Shaka dan Liana menoleh pada Zea secara bersamaan.
"Iya Pa!" jawab Zea datar saja.
"Kok Nggak semangat gitu, Sayang!" Liana mengusap punggung tangan sang Putri yang duduk di sebelahnya.
Zea menggelengkan kepalanya pelan, seraya mengendurkan tangan sang Ibu dan menyendok makanan di hadapannya dengan lesu.
Shaka yang melihat sang Adik menekuk wajahnya, pria itu merasa bersalah dan kasihan pada Zea. Namun pria itu memilih diam saja.
"Makan nggak boleh sambil cemberut Sayang" Ujar Arnold sambil tersenyum tipis pada Zea
Ayah dua anak itu mencoba membuat sang Putri mencair. Karena ketika Zea sedang kesal atau marah, tentu akan membuat orangtuanya kerepotan untuk mengembalikan mood nya lagi.
"Kamu marah sama Kakak ya!" Akhirnya Shaka tidak tahan dengan sikap diamnya sang Adik.
Arnold dan Liana spontan saja menoleh dan menatap tajam pada Shaka.
Zea mengangkat wajahnya dan menatap Shaka dengan tatapan menusuk. Zea memang masih kesal pada Shaka, tapi Zea tidak ingin terlalu menunjukan kalau dirinya marah pada Kakaknya di depan orangtuanya.
"Aku nggak marah, Aku nggak papa!" Zea melirik orangtua dan sang Kakak bergantian dengan senyum mengembang yang di paksakan.
"Ya sudah. Papa cuma khawatir saja kalau kamu sedang ada masalah di sekolah. Sayang!" ujar Arnold sambil tersenyum.
"Papa. Besok antar aku ke sekolah ya!" Zea menatap manja pada sang Ayah dan memintanya untuk mengantarnya ke sekolah besok pagi.

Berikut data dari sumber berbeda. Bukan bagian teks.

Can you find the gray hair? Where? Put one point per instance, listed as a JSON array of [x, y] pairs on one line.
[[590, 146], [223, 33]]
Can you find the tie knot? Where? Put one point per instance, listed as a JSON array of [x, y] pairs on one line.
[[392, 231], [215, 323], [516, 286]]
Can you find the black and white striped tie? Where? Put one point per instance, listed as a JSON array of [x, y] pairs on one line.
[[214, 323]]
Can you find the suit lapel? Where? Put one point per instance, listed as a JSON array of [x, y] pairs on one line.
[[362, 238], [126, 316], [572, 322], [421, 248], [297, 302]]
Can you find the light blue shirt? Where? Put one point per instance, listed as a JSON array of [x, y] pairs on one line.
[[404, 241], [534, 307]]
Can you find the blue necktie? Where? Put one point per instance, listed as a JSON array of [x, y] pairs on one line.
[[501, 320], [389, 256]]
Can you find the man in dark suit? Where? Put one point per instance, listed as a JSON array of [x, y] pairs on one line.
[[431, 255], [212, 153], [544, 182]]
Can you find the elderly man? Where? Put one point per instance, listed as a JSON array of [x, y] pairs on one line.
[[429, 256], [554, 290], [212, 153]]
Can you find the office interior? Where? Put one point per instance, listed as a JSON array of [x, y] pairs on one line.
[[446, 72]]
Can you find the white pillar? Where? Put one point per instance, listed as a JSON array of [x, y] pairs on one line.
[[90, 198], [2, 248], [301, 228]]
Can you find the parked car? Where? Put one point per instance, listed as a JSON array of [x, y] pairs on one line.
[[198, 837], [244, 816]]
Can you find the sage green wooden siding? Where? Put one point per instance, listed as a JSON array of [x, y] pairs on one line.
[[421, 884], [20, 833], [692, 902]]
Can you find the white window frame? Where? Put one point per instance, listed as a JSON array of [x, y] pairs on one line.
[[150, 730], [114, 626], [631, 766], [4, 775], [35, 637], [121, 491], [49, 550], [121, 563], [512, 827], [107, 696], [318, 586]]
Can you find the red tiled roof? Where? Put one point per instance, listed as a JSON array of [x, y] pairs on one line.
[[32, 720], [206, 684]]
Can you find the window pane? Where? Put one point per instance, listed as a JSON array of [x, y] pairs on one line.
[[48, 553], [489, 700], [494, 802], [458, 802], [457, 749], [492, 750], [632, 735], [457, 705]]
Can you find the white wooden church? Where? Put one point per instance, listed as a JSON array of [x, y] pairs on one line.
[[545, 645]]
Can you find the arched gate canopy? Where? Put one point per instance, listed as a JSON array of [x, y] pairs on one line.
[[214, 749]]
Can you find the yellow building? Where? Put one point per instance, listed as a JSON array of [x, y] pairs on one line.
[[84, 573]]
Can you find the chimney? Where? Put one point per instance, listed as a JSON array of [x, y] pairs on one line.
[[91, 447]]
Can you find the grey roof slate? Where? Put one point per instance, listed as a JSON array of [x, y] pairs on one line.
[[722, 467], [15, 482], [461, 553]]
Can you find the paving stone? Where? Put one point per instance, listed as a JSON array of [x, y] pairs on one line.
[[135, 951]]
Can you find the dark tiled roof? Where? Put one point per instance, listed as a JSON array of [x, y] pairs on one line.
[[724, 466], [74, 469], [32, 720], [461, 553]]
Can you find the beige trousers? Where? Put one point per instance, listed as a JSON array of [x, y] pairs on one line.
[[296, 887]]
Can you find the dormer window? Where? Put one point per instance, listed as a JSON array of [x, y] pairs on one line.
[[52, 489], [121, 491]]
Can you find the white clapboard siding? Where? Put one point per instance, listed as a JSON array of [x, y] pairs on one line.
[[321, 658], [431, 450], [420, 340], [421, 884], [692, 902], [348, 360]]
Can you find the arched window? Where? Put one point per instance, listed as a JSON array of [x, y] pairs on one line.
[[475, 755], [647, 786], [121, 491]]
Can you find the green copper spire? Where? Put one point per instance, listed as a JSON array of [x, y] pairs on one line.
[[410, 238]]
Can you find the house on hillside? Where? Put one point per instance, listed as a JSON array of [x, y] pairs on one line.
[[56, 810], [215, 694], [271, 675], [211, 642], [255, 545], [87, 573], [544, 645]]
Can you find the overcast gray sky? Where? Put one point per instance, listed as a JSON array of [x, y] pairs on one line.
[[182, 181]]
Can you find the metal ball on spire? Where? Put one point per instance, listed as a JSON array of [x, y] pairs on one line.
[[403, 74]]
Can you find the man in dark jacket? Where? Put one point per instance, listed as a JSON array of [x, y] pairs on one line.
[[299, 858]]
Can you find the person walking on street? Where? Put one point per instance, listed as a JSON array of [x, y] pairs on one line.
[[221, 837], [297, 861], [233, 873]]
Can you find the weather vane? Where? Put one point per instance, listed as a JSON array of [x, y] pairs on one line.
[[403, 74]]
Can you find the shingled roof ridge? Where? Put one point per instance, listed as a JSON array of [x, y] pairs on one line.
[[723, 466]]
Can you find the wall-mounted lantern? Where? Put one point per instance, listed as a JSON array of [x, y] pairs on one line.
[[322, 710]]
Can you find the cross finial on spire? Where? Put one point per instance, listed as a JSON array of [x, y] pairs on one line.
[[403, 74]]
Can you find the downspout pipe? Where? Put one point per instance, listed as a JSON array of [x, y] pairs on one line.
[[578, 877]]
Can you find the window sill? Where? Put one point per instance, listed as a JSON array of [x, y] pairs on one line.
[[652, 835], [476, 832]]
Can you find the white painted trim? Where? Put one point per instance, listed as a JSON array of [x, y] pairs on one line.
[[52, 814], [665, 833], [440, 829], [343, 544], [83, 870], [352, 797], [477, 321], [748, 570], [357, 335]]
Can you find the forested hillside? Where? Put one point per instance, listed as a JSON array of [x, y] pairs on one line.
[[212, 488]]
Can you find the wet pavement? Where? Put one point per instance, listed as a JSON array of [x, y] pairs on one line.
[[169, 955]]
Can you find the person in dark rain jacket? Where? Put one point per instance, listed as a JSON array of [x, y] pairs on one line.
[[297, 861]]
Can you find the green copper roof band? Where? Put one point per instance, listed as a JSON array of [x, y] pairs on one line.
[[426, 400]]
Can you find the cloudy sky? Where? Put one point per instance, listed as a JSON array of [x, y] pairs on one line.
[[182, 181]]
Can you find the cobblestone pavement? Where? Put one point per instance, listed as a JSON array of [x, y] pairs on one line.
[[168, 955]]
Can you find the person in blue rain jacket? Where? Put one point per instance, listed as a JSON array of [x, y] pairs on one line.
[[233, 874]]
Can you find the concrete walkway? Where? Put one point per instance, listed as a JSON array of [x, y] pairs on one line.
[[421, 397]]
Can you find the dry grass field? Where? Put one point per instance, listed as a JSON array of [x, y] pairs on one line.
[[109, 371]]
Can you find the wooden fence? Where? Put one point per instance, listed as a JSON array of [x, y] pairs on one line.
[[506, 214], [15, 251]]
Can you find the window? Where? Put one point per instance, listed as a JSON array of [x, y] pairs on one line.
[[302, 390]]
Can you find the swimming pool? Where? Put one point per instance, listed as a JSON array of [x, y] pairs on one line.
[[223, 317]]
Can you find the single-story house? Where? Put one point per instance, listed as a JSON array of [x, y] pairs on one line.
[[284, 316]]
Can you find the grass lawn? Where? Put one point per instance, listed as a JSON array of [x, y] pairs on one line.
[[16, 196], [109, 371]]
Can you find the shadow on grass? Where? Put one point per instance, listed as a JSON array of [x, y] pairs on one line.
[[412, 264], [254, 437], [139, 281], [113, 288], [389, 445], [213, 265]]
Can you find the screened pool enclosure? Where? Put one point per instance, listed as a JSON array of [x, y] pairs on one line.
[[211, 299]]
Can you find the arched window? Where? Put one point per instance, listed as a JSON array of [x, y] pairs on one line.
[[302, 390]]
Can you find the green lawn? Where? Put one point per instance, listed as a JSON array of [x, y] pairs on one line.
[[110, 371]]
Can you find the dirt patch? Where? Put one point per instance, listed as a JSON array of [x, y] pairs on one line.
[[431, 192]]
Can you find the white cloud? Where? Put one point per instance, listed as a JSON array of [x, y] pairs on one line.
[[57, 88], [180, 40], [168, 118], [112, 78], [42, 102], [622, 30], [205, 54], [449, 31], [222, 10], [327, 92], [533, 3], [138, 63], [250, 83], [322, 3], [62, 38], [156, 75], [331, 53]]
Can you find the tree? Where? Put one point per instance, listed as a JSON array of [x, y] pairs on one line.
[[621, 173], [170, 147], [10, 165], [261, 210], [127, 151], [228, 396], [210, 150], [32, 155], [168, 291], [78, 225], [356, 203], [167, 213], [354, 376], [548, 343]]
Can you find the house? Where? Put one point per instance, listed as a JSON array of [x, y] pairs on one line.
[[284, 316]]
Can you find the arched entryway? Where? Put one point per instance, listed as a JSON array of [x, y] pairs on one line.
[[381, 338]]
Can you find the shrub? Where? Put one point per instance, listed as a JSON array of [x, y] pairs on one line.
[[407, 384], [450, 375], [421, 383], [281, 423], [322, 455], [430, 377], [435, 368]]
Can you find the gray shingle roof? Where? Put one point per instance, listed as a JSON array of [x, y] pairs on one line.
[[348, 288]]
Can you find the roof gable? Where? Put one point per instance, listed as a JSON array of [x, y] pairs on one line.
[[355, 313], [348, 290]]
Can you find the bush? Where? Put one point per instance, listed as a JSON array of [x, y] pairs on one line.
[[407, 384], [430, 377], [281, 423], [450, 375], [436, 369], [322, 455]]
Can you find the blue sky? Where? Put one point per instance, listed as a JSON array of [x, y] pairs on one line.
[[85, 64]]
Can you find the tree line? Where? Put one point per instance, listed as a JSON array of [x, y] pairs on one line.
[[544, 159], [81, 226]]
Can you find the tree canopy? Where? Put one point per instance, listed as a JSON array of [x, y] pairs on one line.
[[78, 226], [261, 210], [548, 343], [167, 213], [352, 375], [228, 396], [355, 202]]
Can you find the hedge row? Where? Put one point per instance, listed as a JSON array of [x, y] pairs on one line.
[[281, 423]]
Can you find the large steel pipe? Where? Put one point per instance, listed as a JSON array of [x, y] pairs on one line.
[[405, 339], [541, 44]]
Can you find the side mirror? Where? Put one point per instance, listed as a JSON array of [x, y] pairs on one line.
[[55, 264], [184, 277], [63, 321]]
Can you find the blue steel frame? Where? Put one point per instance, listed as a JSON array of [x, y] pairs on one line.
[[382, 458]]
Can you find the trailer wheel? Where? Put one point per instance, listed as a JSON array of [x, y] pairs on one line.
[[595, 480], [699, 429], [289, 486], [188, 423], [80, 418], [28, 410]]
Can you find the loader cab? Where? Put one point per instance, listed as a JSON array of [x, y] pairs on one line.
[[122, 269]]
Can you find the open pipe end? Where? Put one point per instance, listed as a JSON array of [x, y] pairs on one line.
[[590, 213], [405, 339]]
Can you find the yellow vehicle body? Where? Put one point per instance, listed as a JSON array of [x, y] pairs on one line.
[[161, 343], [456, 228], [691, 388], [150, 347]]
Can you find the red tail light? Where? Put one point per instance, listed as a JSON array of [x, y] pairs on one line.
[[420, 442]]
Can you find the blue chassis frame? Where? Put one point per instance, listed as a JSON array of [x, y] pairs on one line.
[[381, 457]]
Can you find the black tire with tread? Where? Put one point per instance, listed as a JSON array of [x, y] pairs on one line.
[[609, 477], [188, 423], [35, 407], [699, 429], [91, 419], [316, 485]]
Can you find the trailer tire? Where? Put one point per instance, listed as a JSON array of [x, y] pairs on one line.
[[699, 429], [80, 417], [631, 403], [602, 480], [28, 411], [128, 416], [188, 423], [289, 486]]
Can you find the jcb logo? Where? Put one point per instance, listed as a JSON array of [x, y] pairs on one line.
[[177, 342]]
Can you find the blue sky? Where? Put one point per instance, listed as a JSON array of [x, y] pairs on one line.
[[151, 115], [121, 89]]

"Bareng Kakak aja. Sekalian searah kan?" Shaka menyela dan menawarkan diri untuk mengantar sang Adik.
"Tidak. Aku maunya sama Papa!" Zea menatap tajam pada Shaka.
"Nanti Kakak bawa mobil deh" Shaka msih belum menyerah
"Aku bilang tidak ya tidak. Pokoknya sama Papa. Ya Pa!" Zea mengerucutkan bibirnya dan menatap sendu pada sang Ayah.
"Sudah sudah. Kalian ini kenapa sih. Selalu saja ribut, kapan akurnya coba, Mama pusing deh dengernya!, Shaka mengalahlah sama Adik mu!" Liana menengahi keributan antara putra putrinya yang memang jarang sekali bisa akur.
"Besok Zea berangkat sama Papa ya. Shaka kamu berangkat sendiri!" Arnold menyetujui permintaan sang Putri dengan sukarela.
Sebenarnya tanpa di minta pun Arnold pasti akan mengantar Putrinya ke sekolah.
Shaka menghela nafas dan mendengus kesal. Sedangkan Zea menatap meledek pada sang Kakak sambil menjulurkan lidahnya.
"Rumah ini nggak pernah sepi ya kalau kalian ribut terus. Rumah ini selalu penuh warna bahagia karena kalian. Mama dan Papa mungkin akan kesepian jika suatu hari nanti kalian menikah dan menemukan pasangan masing-masing!" Cetus Liana. Ibu dua anak itu tiba-tiba merasa melow membayangkan putra putrinya yang sudah dewasa akan meninggalkannya ketika mereka sudah berkeluarga.
Arnold dan kedua anaknya menatap tak percaya pada Liana dengan tatapan Bingung, namun mereka tentu sangat mengerti dengan ucapan Liana.